At the same US Peanut growers banded together through their State Checkoff boards, with the peanut shellers joining in and gave 8500 jars of peanut butter to Martha's Table in DC. The peanut butter is used to feed at risk children. Southern Ag Carriers hauled the peanut butter from Albany to Washington for free and Tara Foods (Kroger) discounted the peanut butter heavily. A press conference was held to highlight the value of peanut butter in use at soup kitchens. Everywhere we went we pointed out that jarred peanut butter is totally safe.

The American Peanut Council had a meeting where the outbreak and recall were a large part of the discussion. We studied other groups who had had similar situations and reviewed what we had done as an industry. I was amazed at how similar our situation was to the spinach recall except ours has been far more extensive.

As I look back and see everything that has been done I have to give credit to the experts and their advice.

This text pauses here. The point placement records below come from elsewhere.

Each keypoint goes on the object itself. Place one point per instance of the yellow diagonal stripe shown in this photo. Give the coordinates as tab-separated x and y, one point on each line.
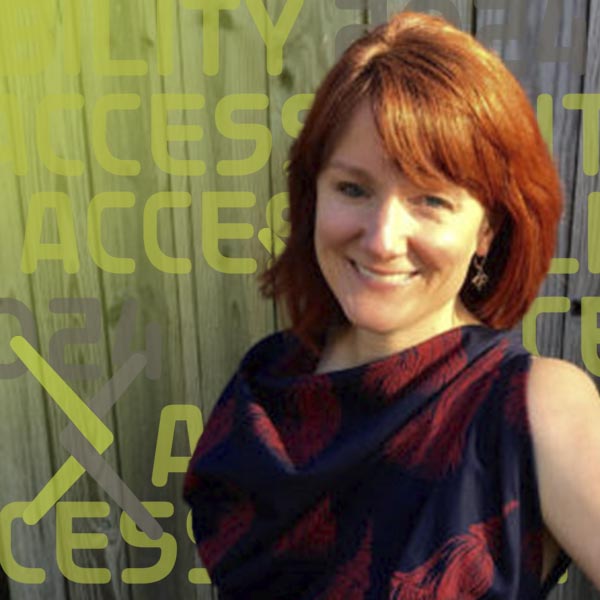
53	491
79	413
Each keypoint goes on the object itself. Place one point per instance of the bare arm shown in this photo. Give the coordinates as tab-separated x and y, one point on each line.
564	412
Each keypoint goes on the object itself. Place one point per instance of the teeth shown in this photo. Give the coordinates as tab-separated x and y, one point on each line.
397	278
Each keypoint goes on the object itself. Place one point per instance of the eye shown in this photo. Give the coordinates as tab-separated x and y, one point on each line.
435	202
352	190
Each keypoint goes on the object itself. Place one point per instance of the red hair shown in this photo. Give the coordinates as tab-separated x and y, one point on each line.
447	111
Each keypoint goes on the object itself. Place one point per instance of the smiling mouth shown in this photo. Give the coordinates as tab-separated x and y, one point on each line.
392	278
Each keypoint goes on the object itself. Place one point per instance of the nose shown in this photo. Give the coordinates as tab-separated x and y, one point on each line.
388	228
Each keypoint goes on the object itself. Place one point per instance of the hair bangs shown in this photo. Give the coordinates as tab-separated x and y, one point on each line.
430	132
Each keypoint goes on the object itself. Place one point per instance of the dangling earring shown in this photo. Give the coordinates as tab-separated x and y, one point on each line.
480	278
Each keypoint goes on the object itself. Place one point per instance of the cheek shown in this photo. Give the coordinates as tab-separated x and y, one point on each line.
444	249
332	227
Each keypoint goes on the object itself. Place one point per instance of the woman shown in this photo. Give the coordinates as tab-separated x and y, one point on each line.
395	443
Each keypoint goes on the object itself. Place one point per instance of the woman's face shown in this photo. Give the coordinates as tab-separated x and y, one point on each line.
394	255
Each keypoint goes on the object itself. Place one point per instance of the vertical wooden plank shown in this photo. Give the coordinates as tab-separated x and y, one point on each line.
459	12
51	281
221	313
25	444
580	329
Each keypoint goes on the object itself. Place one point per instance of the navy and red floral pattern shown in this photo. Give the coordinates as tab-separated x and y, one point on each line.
411	477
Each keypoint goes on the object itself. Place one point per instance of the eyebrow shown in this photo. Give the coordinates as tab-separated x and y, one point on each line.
337	163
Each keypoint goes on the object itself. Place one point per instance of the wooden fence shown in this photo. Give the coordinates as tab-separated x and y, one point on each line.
124	124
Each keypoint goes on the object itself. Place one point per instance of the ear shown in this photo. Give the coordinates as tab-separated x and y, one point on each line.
485	237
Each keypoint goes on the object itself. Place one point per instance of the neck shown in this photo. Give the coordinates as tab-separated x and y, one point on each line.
348	346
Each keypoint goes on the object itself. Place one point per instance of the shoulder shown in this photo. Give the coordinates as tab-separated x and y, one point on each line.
564	415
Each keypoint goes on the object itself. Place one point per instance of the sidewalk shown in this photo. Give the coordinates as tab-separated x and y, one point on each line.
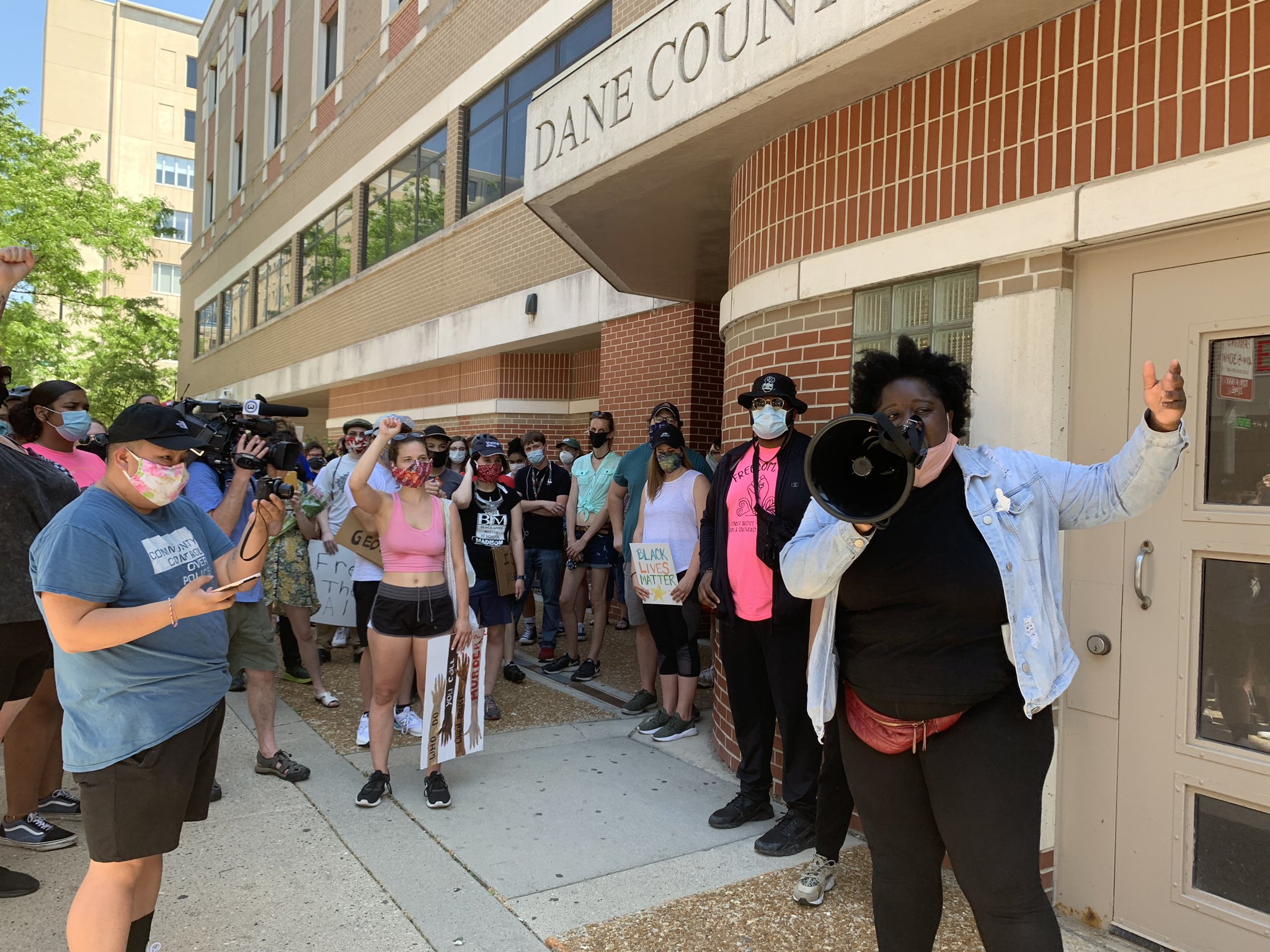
584	837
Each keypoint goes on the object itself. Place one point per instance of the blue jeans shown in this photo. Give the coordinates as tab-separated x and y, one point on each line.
546	565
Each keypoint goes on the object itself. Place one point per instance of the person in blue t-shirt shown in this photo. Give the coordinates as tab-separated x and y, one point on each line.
140	648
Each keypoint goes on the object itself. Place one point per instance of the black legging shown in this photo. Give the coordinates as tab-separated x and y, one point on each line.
974	791
675	632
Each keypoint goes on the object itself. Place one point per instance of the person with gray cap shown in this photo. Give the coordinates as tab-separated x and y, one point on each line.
140	643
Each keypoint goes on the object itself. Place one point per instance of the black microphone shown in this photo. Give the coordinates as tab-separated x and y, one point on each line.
267	409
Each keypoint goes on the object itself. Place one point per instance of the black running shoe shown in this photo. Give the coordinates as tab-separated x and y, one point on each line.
436	790
375	790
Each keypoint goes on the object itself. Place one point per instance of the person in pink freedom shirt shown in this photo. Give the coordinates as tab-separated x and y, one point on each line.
52	420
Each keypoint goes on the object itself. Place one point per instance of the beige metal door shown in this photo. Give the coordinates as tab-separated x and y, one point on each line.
1193	796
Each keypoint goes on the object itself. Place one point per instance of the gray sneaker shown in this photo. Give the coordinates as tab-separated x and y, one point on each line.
641	703
652	725
815	880
675	729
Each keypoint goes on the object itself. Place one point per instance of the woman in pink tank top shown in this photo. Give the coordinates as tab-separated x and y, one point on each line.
415	601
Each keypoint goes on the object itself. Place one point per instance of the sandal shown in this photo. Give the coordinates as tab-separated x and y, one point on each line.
281	765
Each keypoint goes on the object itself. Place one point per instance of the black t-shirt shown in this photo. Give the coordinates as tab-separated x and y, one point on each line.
488	524
920	612
549	484
32	491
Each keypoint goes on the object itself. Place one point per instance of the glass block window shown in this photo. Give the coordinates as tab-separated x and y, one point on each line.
328	250
207	334
407	201
935	312
273	284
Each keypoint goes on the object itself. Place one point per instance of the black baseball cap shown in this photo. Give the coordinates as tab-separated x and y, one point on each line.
163	426
668	434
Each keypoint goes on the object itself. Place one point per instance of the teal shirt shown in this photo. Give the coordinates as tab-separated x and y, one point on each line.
633	474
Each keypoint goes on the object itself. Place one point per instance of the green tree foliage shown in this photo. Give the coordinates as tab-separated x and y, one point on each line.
58	202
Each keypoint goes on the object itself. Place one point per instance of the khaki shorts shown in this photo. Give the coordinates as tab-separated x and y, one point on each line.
252	645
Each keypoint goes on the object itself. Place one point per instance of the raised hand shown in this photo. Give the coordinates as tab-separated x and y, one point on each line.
1166	399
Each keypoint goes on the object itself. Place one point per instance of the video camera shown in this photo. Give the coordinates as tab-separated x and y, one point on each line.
221	423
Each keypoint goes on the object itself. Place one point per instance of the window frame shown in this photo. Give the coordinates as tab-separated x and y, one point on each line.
440	135
510	106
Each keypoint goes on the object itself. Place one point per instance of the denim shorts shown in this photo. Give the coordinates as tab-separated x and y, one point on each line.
600	552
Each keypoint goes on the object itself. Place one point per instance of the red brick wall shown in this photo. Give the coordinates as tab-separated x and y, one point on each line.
1113	87
671	353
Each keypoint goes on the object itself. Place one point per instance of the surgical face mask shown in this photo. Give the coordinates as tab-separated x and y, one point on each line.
156	483
770	423
670	462
75	425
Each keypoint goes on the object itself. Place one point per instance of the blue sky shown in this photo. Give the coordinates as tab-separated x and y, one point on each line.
20	65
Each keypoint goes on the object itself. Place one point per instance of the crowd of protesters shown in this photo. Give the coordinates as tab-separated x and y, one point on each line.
158	582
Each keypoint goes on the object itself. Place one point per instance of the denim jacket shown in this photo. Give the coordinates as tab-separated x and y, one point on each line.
1020	501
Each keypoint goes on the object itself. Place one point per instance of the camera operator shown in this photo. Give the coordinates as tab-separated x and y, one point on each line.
140	649
228	498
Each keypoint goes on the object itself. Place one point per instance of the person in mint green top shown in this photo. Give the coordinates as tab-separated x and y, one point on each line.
591	546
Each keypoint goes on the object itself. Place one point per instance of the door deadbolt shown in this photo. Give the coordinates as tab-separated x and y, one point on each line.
1099	645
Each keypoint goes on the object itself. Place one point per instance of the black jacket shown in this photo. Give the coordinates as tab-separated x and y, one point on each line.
791	500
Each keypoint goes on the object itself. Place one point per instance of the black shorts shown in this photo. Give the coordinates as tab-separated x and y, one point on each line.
135	808
25	654
413	614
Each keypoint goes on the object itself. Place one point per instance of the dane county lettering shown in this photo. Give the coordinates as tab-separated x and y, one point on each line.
716	42
177	550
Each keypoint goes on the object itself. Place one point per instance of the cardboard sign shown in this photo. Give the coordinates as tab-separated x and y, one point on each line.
454	701
358	540
333	580
505	569
654	570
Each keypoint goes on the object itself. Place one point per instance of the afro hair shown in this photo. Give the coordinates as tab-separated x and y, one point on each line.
940	372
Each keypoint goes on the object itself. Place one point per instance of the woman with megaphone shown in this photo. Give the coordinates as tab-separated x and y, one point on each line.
941	646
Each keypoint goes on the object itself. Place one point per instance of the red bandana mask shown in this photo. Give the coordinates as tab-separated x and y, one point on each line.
413	475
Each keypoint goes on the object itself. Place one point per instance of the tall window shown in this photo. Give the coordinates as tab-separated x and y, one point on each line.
935	312
276	118
235	319
273	284
182	223
329	65
175	172
166	278
407	201
328	250
207	333
497	121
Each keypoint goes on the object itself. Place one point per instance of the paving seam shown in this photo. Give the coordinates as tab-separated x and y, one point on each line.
489	891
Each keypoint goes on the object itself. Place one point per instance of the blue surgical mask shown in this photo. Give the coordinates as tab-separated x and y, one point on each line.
75	425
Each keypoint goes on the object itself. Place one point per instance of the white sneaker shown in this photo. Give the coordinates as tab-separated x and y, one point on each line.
409	723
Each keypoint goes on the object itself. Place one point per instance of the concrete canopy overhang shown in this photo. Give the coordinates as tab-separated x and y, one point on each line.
630	154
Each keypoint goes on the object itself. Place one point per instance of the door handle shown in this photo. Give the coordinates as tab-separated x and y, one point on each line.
1143	598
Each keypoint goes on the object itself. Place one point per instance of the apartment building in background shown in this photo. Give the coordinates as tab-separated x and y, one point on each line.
127	74
492	214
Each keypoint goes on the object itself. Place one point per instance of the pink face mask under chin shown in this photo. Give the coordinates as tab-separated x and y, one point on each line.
936	459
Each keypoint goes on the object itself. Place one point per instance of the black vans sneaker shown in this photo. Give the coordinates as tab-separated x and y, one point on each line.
436	790
375	790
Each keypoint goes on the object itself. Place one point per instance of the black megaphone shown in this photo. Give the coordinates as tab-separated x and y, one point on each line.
861	467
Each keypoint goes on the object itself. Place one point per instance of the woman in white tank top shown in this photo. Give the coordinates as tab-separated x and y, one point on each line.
671	509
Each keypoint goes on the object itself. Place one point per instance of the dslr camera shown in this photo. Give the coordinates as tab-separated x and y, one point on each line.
221	423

The industry has been responsible in its actions. Had we not been cautious and calculated we might have just done as some wish and sent folks back in the water with the sharks circling, so to speak. Had a bad action on our part caused someone to get ill or die we would have been just as guilty as the PCA. We never approached that. The recall nor the outbreak has yet ended and we cannot force that. It is up to USDA and FDA to indicate that. It amazes me that yesterday we still had products being recalled. Today we will see what CDC reports on the outbreak. I pray for a week when no new illness is reported.

Yesterday Armond and I did interviews with WALB for a story which will run on March 26 on the outbreak and recall. We have to keep telling the story of one bad actor in a good industry.

My best advice to consumers is if you have a question about a product you want to eat call 1-800-CDC-INFO.

Monday, March 9, 2009

Kobalt Tools 500 at the Atlanta Motor Speedway

About ten days ago we were approached by the Atlanta Motor Speedway about doing a peanut farmer appreciation day at the race this past Sunday. Ten days is not a lot of time to put something together like this but I have a magnificent Staff and somehow it was pulled off. I cannot say enough good about Joy Carter who took the lead in putting the event together and making it a total success. That said I appreciate all my staff's efforts in the success of the event.

I also have to commend my board and their families for helping to staff the event which was a monumental task.

We handed out 60,000 souvenir packs of Georgia Peanuts to race fans in attendance.

The reason the AMS offered this opportunity was because they knew farmers were struggling with the current Salmonella outbreak and recall of peanut products processed by the Peanut Corporation of America. Had they not given us pretty much the "keys to the kingdom" we could not have done what we did. They gave us a billboard if we paid production cost. That was a $60,000 value for $2500. They discounted tickets to peanut farmers and their families. A $105 ticket for $30 brought out our farmers, too. I was proud of how tall Georgia's Peanut farmers are standing.

They invited the farmers down to the track for the driver introductions as added recognition.

On Friday before the race Marcie Scott who is the media person for the track took Joy Carter and me around to meet some of the broadcast folks and let us occupy space in the media center. While there Kurt Bush was there doing a question/answer time with the media. As he was leaving I gave him a pack of Georgia Peanuts and told him they would give him what he needed to win the race. Guess what...he won.

Between the billboard, display area and being able to hand out peanut packs at each gate in the grandstands along with the PA announcements and the media mentions on TV and radio This was well over a $100,000 promotion.

Thanks to the guys at the Atlanta Motor Speedway, Ed Clark, the President and General Manager, Ted Austad who was our main logistical contact, Marcie and what she did with the media, and track owner Bruton Smith, a million thanks are in order.